Panagiotis Zacharis, Graeme West, Gordon Dobie, Timothy Lardner, Anthony Gachagan
Nuclear Technology | Volume 202 | Number 2 | May-June 2018 | Pages 153-160
Technical Paper | doi.org/10.1080/00295450.2017.1421803
Articles are hosted by Taylor and Francis Online.
Pressure tubes are critical components of CANDU reactors and other pressurized heavy water–type reactors because they contain the nuclear fuel and the coolant. Manufacturing flaws as well as defects developed during in-service operation can lead to coolant leakage and can potentially damage the reactor. The current inspection process of these flaws is based on manually analyzing ultrasonic data received from multiple probes during planned, statutory outages. Recent advances in ultrasonic inspection tools enable the provision of high-resolution data of significantly large volumes. This highlights the need for an efficient autonomous signal analysis process. Typically, automation of ultrasonic inspection data analysis is approached by knowledge-based or supervised data-driven methods. This work proposes an unsupervised data-driven framework that requires no explicit rules or individually labeled signals.

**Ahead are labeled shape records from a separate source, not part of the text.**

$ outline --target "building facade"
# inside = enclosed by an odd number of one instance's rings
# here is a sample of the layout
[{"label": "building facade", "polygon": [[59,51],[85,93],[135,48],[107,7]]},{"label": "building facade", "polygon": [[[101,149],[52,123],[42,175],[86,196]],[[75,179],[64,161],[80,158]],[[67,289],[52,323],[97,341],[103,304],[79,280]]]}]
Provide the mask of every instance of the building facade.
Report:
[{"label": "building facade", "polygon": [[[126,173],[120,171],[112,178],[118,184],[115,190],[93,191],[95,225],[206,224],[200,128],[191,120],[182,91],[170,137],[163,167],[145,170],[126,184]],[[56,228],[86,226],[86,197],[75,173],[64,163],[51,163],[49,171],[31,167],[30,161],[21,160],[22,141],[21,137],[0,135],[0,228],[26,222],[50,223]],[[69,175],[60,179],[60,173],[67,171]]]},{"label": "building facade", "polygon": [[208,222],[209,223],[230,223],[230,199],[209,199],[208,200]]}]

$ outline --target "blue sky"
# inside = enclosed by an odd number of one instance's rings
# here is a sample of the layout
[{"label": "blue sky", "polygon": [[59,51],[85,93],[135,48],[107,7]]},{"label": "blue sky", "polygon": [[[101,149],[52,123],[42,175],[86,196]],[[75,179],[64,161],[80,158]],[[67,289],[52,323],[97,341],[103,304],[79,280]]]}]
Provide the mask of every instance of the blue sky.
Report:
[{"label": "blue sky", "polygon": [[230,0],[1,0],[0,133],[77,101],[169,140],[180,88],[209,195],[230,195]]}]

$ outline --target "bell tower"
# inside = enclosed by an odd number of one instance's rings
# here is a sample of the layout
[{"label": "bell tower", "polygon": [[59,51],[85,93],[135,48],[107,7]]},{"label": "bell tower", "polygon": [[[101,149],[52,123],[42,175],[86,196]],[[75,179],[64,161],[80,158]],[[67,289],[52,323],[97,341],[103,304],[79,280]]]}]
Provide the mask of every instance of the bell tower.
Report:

The framework follows a two-stage clustering procedure that utilizes the Density-Based Spatial Clustering of Applications with Noise density-based clustering algorithm and aims to provide decision support for the assessment of potential defects in a robust and consistent way. Nevertheless, verified defect dimensions are essential in order to assess the results and train the framework for unseen defects. Initial results of the implementation are presented and discussed, with the method showing promise as a means of assessing ultrasonic inspection data.